Facebook unveils the Portal - arunbahl
https://www.washingtonpost.com/technology/2018/10/08/facebook-unveils-portal-video-chat-camera-people-who-still-trust-facebook/
======
RoyTyrell
I probably trust Facebook with this camera less than I trust Amazon with their
Echo or even the new Fire TV devices. That being said, I don't really see a
huge need for this - perhaps some people do though.

The most I've needed a webcam lately has been for work and we're having
meetings where we are frequently sharing desktops or documents, so needing to
be followed around while I pace/walk is unnecessary. I've occasionally used
FaceTime for friends and family but that's mostly just BSing around and my
iPhone works just fine.

Perhaps Facebook has a lot of market research showing there's enough people to
either make this work or they're willing to take a chance and hope it catches
on.

------
pandapower2
>identifies the shape of people within its 140-degree field of view and pans
and zooms to make sure they’re all always in the frame.

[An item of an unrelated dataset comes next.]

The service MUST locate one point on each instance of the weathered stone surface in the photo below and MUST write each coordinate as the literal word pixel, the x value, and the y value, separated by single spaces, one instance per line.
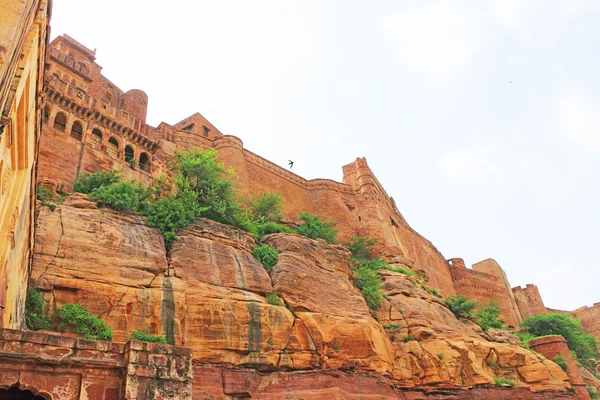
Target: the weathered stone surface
pixel 210 295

Assuming the videos produced can go places other than just Facebook I could
see this being useful for youtubers and other people who produce videos on
their own. Or at least, the autopan/zoom technology will be useful but
possibly in another device.

No more interrupting your yoga demonstration to move the camera because your
head is now out of shot.

No more realizing that half of your face was periodically out of shot during
the 10 minute review/monologue/whatever that you just finished recording.